Por Fidel Améstica.- Pese a que rehúyo verme inserto en cualquier multitud, donde el ser se desvanece subsumido por otro con voluntad ajena y espuria, tuvimos con mi esposa el privilegio de asistir a uno de los conciertos de Silvio Rodríguez en Chile en el Movistar Arena, esa cúpula que puede contener a unas quince mil personas que han pagado por estar ahí y «vivir la experiencia». Silvio podría haber llenado un par de veces el Estadio Nacional, aunque eso requiere otra logística y producción, y a la larga creo que es más agotador para todos.

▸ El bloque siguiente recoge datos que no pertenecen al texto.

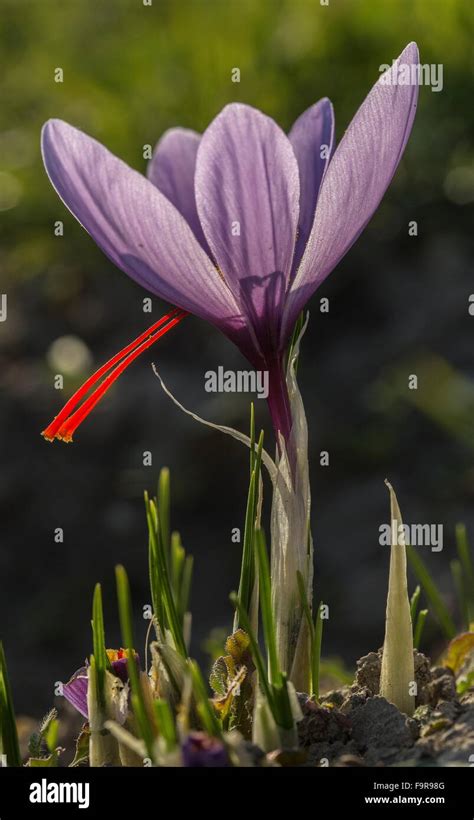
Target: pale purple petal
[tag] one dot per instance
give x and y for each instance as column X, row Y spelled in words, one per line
column 135, row 225
column 247, row 194
column 312, row 138
column 356, row 179
column 75, row 691
column 172, row 168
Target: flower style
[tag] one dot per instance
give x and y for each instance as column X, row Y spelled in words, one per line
column 238, row 226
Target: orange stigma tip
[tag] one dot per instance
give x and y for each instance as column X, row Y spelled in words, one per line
column 68, row 420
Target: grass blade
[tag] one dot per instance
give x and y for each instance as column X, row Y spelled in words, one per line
column 460, row 587
column 316, row 652
column 420, row 622
column 432, row 593
column 204, row 706
column 414, row 603
column 98, row 641
column 9, row 745
column 164, row 510
column 126, row 624
column 266, row 607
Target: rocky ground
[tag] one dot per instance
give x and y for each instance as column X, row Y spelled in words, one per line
column 354, row 726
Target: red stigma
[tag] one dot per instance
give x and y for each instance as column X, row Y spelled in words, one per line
column 69, row 418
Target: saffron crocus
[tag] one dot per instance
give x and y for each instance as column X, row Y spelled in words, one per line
column 238, row 226
column 202, row 751
column 75, row 690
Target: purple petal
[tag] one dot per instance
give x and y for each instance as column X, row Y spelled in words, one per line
column 247, row 194
column 356, row 180
column 172, row 168
column 201, row 751
column 75, row 691
column 311, row 135
column 134, row 224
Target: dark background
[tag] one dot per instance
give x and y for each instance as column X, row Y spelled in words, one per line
column 398, row 305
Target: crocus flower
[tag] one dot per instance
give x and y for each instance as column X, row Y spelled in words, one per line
column 202, row 751
column 238, row 226
column 75, row 690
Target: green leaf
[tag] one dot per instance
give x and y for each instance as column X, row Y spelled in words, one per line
column 98, row 638
column 137, row 697
column 162, row 595
column 432, row 592
column 256, row 654
column 247, row 572
column 420, row 623
column 266, row 608
column 165, row 721
column 9, row 745
column 185, row 590
column 164, row 510
column 316, row 651
column 414, row 603
column 81, row 757
column 460, row 587
column 203, row 704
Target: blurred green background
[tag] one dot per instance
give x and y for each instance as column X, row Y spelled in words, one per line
column 398, row 305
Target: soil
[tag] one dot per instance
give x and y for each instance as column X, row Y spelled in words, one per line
column 354, row 726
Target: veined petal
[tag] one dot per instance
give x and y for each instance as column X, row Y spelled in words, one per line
column 247, row 195
column 75, row 691
column 356, row 179
column 135, row 224
column 172, row 168
column 311, row 136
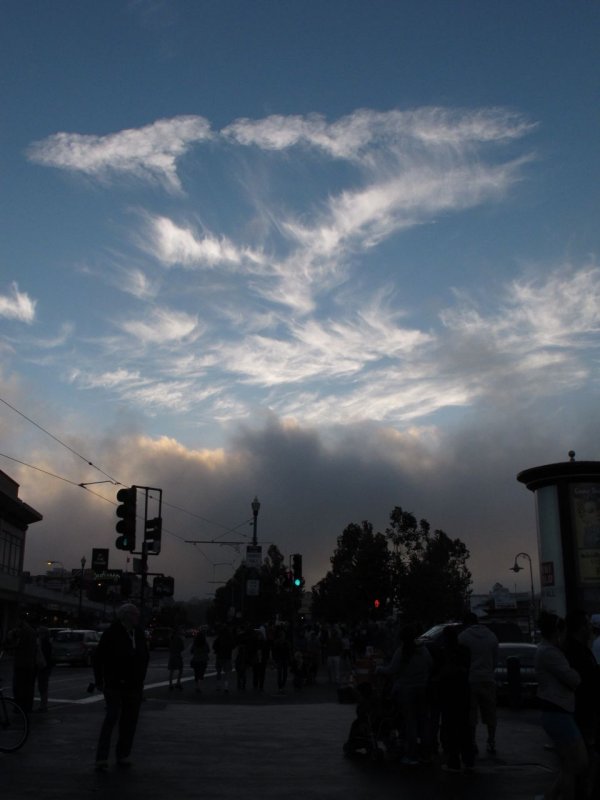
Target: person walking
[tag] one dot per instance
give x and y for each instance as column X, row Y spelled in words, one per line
column 223, row 648
column 482, row 645
column 259, row 663
column 576, row 648
column 120, row 663
column 557, row 682
column 595, row 620
column 453, row 699
column 22, row 643
column 200, row 652
column 410, row 669
column 282, row 656
column 333, row 650
column 175, row 664
column 44, row 666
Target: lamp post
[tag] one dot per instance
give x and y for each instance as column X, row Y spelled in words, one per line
column 516, row 568
column 255, row 509
column 81, row 589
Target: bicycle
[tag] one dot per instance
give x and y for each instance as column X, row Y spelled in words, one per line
column 14, row 725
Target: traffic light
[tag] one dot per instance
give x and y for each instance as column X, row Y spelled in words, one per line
column 153, row 535
column 163, row 586
column 297, row 570
column 127, row 519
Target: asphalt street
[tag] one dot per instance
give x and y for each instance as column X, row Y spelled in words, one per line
column 256, row 745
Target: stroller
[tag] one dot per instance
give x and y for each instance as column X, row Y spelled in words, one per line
column 374, row 732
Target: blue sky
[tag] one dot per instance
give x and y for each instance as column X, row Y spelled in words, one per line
column 341, row 255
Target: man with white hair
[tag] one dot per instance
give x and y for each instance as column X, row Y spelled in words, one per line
column 120, row 664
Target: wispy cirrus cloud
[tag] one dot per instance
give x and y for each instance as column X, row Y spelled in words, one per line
column 149, row 153
column 162, row 326
column 177, row 245
column 17, row 305
column 354, row 136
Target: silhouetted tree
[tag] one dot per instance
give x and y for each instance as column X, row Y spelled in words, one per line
column 432, row 582
column 360, row 574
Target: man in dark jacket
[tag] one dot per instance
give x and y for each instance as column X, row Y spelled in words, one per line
column 120, row 664
column 577, row 649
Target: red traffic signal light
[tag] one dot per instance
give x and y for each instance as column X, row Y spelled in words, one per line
column 153, row 535
column 127, row 518
column 297, row 569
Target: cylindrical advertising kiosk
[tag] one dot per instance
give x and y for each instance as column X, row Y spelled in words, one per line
column 568, row 527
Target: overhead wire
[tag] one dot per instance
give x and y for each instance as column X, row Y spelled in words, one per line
column 113, row 480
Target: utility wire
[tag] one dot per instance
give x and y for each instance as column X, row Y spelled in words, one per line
column 56, row 439
column 112, row 480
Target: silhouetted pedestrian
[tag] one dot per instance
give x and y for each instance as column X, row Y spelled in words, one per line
column 44, row 665
column 282, row 656
column 22, row 642
column 577, row 649
column 200, row 652
column 175, row 664
column 260, row 658
column 453, row 695
column 120, row 664
column 557, row 682
column 411, row 668
column 223, row 649
column 482, row 644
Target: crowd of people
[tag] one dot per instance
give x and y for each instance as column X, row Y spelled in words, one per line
column 435, row 696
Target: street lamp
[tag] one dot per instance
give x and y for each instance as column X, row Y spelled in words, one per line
column 81, row 588
column 516, row 568
column 255, row 509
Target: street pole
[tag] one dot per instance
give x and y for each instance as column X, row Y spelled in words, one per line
column 516, row 568
column 255, row 510
column 81, row 590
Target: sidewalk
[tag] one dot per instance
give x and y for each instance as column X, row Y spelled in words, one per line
column 220, row 750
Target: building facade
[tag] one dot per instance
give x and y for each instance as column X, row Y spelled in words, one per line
column 15, row 518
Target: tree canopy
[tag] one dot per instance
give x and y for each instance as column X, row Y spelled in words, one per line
column 409, row 571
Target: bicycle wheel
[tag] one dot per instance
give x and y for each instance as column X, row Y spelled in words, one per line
column 14, row 726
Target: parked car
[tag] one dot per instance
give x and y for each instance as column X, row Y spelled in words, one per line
column 505, row 631
column 525, row 654
column 74, row 647
column 160, row 637
column 54, row 631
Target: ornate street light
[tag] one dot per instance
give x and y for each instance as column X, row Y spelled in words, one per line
column 516, row 568
column 255, row 509
column 81, row 588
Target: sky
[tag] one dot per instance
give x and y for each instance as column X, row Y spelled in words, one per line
column 341, row 256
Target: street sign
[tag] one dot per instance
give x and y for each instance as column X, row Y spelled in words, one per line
column 253, row 555
column 99, row 559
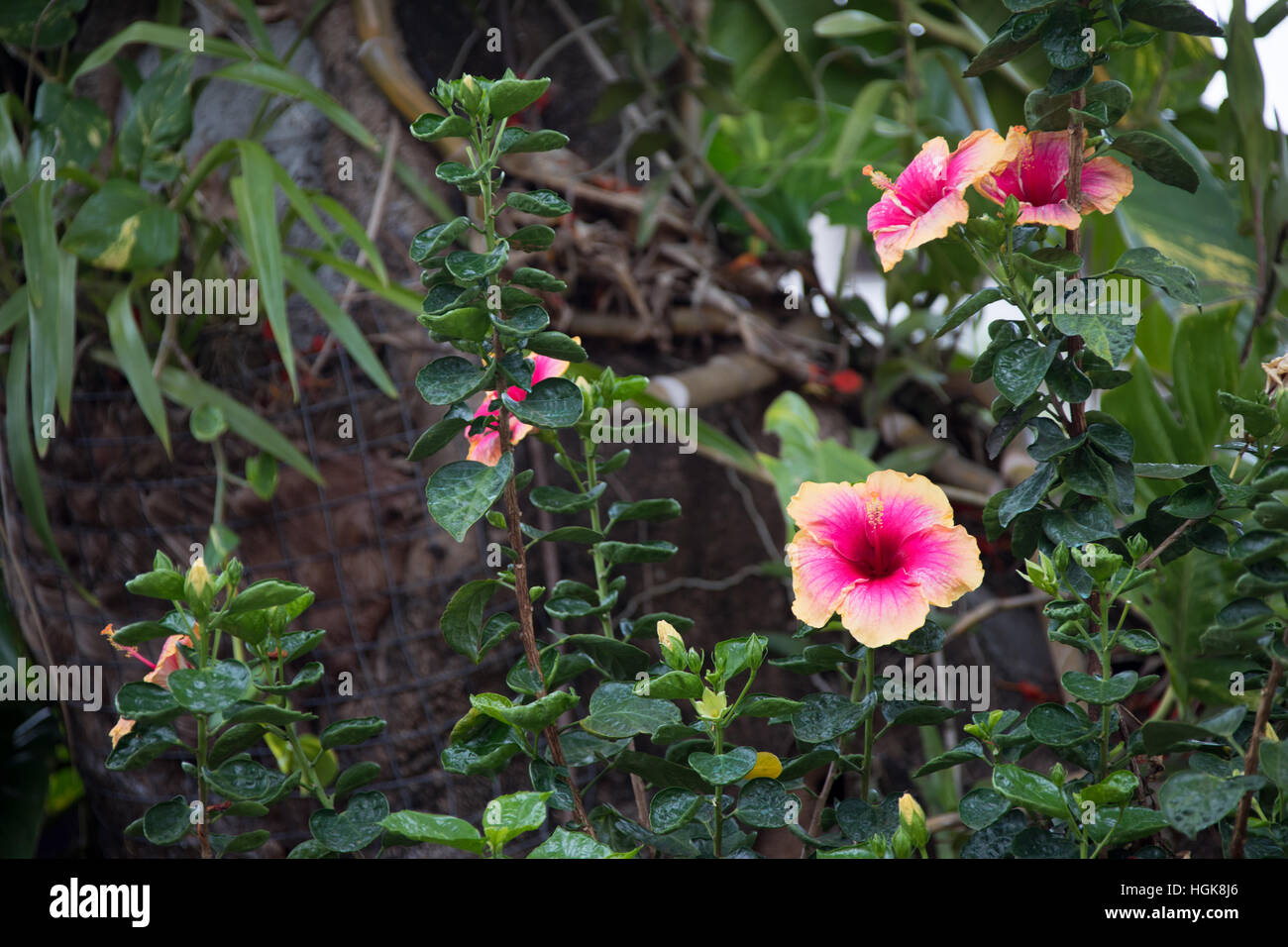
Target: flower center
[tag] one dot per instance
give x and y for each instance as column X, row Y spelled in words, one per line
column 879, row 554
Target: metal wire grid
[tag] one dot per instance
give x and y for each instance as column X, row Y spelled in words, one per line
column 408, row 787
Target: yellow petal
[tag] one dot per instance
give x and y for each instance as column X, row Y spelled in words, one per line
column 767, row 767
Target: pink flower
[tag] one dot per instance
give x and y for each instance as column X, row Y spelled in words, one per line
column 926, row 200
column 881, row 553
column 485, row 447
column 1034, row 171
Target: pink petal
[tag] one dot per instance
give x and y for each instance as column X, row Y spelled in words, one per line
column 1059, row 214
column 910, row 502
column 820, row 578
column 1104, row 183
column 923, row 179
column 832, row 513
column 944, row 562
column 977, row 155
column 883, row 611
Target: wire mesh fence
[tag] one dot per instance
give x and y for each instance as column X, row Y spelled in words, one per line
column 362, row 540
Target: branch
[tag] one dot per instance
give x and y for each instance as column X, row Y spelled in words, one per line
column 1250, row 761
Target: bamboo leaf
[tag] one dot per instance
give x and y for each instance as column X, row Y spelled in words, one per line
column 339, row 322
column 192, row 393
column 136, row 364
column 271, row 78
column 253, row 193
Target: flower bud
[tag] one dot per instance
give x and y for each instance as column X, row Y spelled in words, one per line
column 912, row 818
column 671, row 644
column 902, row 843
column 198, row 587
column 711, row 705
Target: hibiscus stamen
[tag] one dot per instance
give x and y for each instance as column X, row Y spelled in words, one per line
column 879, row 179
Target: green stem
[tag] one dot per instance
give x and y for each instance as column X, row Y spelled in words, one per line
column 1106, row 673
column 202, row 791
column 868, row 671
column 600, row 569
column 719, row 799
column 310, row 775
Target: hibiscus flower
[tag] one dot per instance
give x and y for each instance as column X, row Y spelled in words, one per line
column 170, row 660
column 1034, row 171
column 485, row 447
column 926, row 198
column 879, row 553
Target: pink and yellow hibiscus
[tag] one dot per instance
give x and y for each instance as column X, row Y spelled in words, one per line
column 879, row 553
column 1034, row 172
column 171, row 660
column 926, row 198
column 485, row 447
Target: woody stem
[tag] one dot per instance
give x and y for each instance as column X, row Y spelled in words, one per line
column 523, row 598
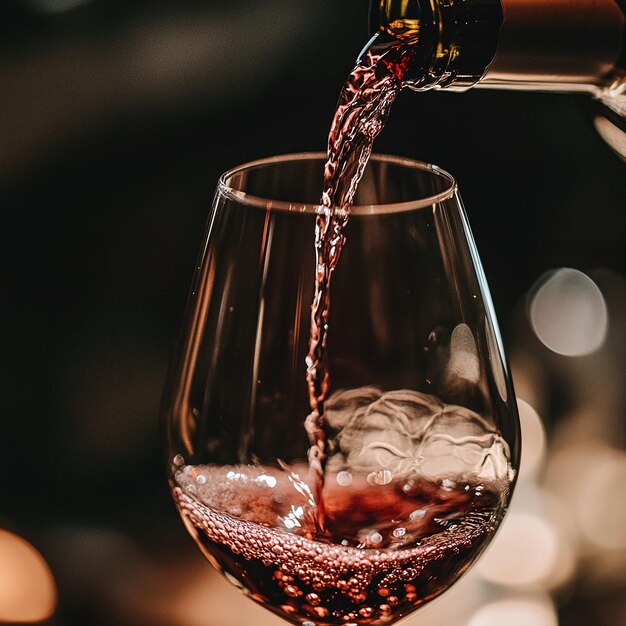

Cuatro fechas con aforo completo tuvo esta vez en el recinto, y quedó gente con las ganas de cliquear por su ticket según cuentan los medios. Artistas chilenos lo telonearon en cada oportunidad: Manuel García, Illapu, Patricio Anabalón y Nano Stern. Quienes lo acompañaron en escena fueron el guitarrista Rachid López y Maikel Elizarde en el tres, ambos de Trovarroco; la flautista y clarinetista Niurka González; Oliver Valdés en la batería y las percusiones; Jorge Reyes en el contrabajo; Jorge Aragón en el piano, y Emilio Vega en el vibráfono. Y con las caricias de su voz, Malva Rodríguez González.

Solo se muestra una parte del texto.